7 de agosto 2015 - 00:00

Emblemática obra de Geretto alcanza un inmejorable equilibrio

Ana María, uno de los tres personajes de la pieza de Juan Pablo Geretto que arrancan carcajadas y también se ganan el afecto de toda la platea.
Ana María, uno de los tres personajes de la pieza de Juan Pablo Geretto que arrancan carcajadas y también se ganan el afecto de toda la platea.
"Como quien oye llover" de y por: J.P.Geretto. Dir.: A. Ciurlanti y J.P.Geretto. Vest.: S. Dinunzio. Ilum.: E. Sirlin. (Paseo La Plaza)



Producido originalmente en Rosario, este emblemático unipersonal de Juan Pablo Geretto fue sumando adeptos en el circuito teatral porteño desde su arribo a Buenos Aires en 2008. Sucesivas puestas en escena pulieron su estructura original hasta conseguir un inmejorable equilibrio entre comicidad y veta dramática. La presente versión (codirigida por Alejandra Ciurlanti) cuenta ahora con menos intermedios autobiográficos, lo que redundó en una mayor integración y dinamismo.

De la puesta rosarina, Geretto sólo conservó un emotivo monólogo en el que evoca su infancia en Gálvez (provincia de Santa Fe) y otro en el que rinde homenaje a aquellas vecinas que inspiraron a sus imponentes criaturas de ficción.

La participación del público ahora quedó acotada a una breve e hilarante encuesta sobre el amor y la fidelidad capitaneada por la romántica Ana María, una de las creaciones más exquisitas de este talentoso intérprete que llegó a la televisión de la mano de su "maestra normal".

Siempre aferrada a su mascota un pekinés consentido y quisquilloso- Ana María arranca carcajadas con sus reflexiones sobre la vida; pero a medida que expone su triste cotidianeidad y da cuenta de su fracaso amoroso se gana el afecto de toda la platea. Consigue, incluso, que todos canten el "feliz cumpleaños" a su perrito Apolo.

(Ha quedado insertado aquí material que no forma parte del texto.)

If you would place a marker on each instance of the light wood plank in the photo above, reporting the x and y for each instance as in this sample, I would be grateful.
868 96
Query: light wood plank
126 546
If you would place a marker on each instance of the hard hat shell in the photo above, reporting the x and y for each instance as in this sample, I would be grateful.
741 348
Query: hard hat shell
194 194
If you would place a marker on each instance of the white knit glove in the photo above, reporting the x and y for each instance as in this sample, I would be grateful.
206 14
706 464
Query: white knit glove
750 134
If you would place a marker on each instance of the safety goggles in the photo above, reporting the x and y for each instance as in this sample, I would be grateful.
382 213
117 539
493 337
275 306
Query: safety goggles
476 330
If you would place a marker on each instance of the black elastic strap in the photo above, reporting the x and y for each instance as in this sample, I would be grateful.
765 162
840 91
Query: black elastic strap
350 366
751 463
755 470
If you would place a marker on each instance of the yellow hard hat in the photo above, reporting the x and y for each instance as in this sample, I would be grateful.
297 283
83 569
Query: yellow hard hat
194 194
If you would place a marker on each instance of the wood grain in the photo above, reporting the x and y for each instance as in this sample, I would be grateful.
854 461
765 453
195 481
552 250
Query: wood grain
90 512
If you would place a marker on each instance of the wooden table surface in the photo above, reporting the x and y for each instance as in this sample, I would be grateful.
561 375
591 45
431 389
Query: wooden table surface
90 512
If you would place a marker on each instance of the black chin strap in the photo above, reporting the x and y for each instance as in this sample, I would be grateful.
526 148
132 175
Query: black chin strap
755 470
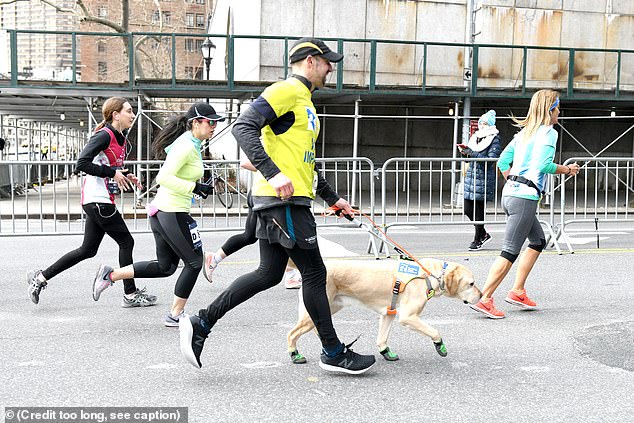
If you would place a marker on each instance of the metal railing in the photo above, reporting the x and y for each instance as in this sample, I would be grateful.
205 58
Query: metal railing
603 192
43 197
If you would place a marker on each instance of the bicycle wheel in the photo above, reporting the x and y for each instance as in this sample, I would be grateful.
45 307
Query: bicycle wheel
223 194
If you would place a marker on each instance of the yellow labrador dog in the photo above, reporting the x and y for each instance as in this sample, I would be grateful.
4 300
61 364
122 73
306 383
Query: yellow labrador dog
370 284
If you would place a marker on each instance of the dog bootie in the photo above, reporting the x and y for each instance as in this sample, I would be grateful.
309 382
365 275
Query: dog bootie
389 355
441 349
297 358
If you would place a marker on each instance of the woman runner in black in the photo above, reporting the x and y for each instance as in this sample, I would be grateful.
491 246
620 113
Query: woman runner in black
102 161
285 118
175 230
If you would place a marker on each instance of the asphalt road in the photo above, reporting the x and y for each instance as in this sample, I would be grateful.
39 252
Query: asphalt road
571 360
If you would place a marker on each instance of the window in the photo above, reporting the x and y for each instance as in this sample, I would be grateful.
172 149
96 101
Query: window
189 44
200 21
189 20
102 69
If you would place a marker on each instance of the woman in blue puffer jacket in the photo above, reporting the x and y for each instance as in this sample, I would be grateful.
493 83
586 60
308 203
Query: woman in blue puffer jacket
480 181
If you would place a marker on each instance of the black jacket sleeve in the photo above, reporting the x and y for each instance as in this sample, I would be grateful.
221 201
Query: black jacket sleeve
97 143
247 131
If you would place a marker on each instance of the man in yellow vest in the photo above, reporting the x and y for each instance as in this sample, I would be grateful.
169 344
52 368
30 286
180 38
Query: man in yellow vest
278 134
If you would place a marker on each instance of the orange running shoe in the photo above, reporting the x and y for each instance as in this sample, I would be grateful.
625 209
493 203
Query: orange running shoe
520 300
487 307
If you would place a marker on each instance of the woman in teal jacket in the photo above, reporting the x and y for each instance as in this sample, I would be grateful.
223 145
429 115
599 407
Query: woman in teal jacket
175 231
531 152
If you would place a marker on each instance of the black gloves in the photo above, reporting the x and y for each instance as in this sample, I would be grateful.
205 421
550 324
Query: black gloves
203 189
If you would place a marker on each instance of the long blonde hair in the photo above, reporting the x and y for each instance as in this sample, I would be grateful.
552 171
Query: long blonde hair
111 105
538 113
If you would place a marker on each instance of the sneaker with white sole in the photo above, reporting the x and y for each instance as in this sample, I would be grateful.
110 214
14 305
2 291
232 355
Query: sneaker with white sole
487 307
347 361
209 266
520 300
102 281
292 279
140 299
193 332
35 285
172 321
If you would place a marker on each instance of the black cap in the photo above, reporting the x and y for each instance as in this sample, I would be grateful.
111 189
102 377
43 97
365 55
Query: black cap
203 110
305 47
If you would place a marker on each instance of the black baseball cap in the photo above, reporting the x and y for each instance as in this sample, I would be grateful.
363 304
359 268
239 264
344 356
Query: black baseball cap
305 47
203 111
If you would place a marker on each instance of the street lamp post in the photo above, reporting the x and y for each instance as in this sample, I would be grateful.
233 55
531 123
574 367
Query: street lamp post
208 49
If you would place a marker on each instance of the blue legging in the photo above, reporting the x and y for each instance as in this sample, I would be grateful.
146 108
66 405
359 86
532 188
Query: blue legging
273 258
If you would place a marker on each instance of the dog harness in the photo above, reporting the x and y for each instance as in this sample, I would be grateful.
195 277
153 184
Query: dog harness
407 271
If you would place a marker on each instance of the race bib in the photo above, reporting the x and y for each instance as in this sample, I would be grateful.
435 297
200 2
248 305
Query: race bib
193 230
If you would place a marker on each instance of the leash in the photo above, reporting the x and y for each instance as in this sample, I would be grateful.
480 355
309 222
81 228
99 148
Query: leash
374 230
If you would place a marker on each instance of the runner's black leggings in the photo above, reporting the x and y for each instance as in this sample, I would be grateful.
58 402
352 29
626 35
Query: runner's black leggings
273 258
240 241
173 243
101 219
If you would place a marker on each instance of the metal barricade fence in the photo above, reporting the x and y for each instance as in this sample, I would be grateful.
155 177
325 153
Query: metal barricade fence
44 197
602 192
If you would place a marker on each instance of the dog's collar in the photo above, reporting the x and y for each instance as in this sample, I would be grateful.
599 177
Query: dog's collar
431 292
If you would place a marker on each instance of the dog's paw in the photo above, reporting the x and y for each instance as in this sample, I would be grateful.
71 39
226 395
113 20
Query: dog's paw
441 349
389 355
297 358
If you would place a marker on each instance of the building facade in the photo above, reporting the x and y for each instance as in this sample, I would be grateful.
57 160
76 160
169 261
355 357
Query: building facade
105 58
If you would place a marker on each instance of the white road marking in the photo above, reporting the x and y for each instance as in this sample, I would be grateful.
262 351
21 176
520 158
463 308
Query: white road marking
162 366
535 369
586 240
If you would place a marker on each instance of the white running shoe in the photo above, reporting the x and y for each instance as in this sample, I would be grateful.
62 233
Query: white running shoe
102 281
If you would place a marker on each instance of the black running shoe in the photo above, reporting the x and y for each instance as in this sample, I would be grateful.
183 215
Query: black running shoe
35 285
347 361
475 245
486 238
192 338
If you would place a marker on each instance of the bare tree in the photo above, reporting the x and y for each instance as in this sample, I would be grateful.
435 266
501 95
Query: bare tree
85 15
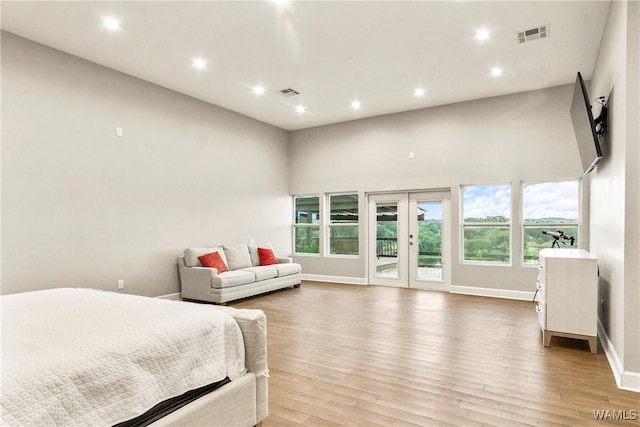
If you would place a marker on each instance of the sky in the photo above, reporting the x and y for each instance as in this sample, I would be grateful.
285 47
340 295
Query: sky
491 200
540 200
551 200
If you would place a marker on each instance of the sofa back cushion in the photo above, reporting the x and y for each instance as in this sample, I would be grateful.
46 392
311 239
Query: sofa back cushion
191 255
267 257
237 256
253 252
214 260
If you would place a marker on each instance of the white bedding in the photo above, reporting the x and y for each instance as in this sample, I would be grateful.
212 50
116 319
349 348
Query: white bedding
94 358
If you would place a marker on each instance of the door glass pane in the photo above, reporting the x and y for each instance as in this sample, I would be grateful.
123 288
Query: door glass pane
387 239
429 241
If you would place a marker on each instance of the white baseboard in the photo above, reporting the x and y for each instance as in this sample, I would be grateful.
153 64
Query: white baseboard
491 292
625 380
177 296
334 279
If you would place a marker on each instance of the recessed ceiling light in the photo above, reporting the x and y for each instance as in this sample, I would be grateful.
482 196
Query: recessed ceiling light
111 23
199 63
482 34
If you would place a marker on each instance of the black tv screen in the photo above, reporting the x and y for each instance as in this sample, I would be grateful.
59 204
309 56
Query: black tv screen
585 127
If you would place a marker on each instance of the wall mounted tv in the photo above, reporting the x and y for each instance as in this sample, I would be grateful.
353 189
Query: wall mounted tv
590 132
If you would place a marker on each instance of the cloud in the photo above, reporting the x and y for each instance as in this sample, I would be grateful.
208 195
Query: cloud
551 200
484 201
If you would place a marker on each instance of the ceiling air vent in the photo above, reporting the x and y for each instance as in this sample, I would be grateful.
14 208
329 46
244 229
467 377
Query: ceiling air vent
288 92
535 33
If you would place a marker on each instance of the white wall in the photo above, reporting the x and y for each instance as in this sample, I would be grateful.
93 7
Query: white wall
507 139
82 207
615 210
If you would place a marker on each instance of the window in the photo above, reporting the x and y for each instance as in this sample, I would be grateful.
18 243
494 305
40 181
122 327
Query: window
306 228
486 223
550 207
343 224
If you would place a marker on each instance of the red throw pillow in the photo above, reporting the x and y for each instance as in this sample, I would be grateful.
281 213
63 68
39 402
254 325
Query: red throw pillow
214 260
267 256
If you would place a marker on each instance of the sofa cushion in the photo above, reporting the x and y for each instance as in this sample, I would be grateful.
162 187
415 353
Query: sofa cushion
191 255
263 272
267 257
237 256
288 269
229 279
253 252
214 260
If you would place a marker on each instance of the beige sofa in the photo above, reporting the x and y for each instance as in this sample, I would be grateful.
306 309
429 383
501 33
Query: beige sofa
246 276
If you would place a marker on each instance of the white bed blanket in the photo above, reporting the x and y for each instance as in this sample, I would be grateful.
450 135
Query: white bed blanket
84 357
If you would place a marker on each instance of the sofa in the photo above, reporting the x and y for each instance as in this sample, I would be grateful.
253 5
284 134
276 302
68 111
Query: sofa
248 274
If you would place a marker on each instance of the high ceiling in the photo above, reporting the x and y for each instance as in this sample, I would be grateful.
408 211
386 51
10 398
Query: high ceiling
331 52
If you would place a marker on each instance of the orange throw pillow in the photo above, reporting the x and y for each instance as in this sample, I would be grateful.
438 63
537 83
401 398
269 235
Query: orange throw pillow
267 257
214 260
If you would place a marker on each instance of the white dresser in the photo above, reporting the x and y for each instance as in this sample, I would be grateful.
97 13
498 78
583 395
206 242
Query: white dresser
567 295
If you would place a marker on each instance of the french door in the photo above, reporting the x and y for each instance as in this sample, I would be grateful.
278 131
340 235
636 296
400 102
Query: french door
408 239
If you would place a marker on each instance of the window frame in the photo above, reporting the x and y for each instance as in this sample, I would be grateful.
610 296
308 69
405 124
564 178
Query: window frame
329 225
504 225
552 226
296 225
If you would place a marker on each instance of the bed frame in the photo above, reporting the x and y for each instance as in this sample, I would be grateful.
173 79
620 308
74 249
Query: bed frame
243 402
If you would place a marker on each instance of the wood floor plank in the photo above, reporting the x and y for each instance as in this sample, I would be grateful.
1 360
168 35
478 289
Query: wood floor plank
346 355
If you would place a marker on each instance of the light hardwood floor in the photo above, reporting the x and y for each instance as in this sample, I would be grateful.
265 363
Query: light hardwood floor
353 355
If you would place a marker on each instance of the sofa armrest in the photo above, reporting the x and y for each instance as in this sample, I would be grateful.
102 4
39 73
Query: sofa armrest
253 324
196 282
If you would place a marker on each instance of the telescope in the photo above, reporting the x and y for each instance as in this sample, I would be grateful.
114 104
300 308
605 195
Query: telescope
557 235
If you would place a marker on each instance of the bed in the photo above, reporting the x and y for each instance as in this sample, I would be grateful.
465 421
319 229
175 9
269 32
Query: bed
87 357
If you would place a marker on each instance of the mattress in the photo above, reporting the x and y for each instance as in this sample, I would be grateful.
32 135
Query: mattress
89 357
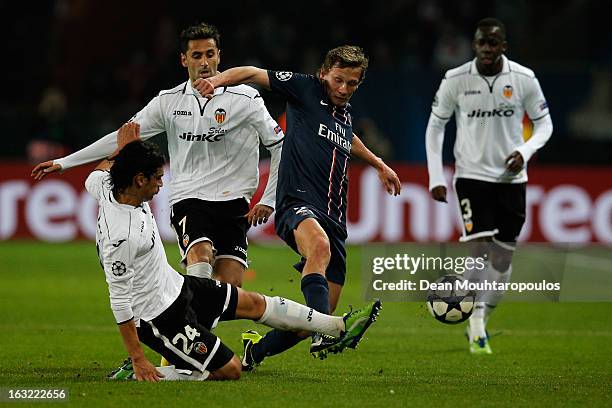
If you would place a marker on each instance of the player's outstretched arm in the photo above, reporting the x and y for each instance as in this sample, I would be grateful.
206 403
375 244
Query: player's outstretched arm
127 133
44 168
143 369
233 76
385 173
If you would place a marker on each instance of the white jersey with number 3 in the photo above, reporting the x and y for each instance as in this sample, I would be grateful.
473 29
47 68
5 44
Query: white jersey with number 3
489 115
141 283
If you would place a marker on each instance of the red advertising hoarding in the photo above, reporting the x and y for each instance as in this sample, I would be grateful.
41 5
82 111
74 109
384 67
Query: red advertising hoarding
565 204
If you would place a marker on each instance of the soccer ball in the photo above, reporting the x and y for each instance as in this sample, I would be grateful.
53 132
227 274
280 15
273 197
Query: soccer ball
450 304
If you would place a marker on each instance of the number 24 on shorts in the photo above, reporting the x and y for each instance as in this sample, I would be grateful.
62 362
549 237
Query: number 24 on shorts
187 340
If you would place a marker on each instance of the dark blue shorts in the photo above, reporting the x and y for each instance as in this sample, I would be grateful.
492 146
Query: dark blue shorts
292 214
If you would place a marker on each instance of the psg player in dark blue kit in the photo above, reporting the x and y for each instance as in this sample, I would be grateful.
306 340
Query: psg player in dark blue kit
311 194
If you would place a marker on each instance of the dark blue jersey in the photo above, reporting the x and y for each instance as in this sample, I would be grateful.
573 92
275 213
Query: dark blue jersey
317 146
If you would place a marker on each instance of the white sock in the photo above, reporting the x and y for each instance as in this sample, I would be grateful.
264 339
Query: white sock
477 325
492 298
173 374
200 270
286 314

Los otros dos personajes no quedan a la zaga. A su manera son igual de arrebatadores aunque vayan por otros caminos: el de la violencia y el de las diferencias sociales. La iracunda Nelly es una viuda malvada que pese a visitar enfermos y acudir sin falta a los velorios, odia a la humanidad entera. Empezando por su difunto marido a quien hostiga sin piedad cuando se le aparece como espectro. Cierra el espectáculo "La madre de la Chuky", una rubia bailantera que dejó la villa por el monoblock tratando de mantener unida a una familia cuyos miembros ya pasaron varias veces por la cárcel.

"Como quien oye llover" brinda la grata experiencia de reír sin parar durante casi dos horas con un humor ácido y perspicaz. Son risas que desintoxican y llegan al alma porque detrás de ellas está el enorme talento de un artista que lleva a sus personajes hasta el delirio sin que pierdan su doliente carnadura. Para entenderlo, basta con recordar la brillante interpretación de Geretto como el autista de "Rain man", pieza en la que también fue dirigido por Ciurlanti.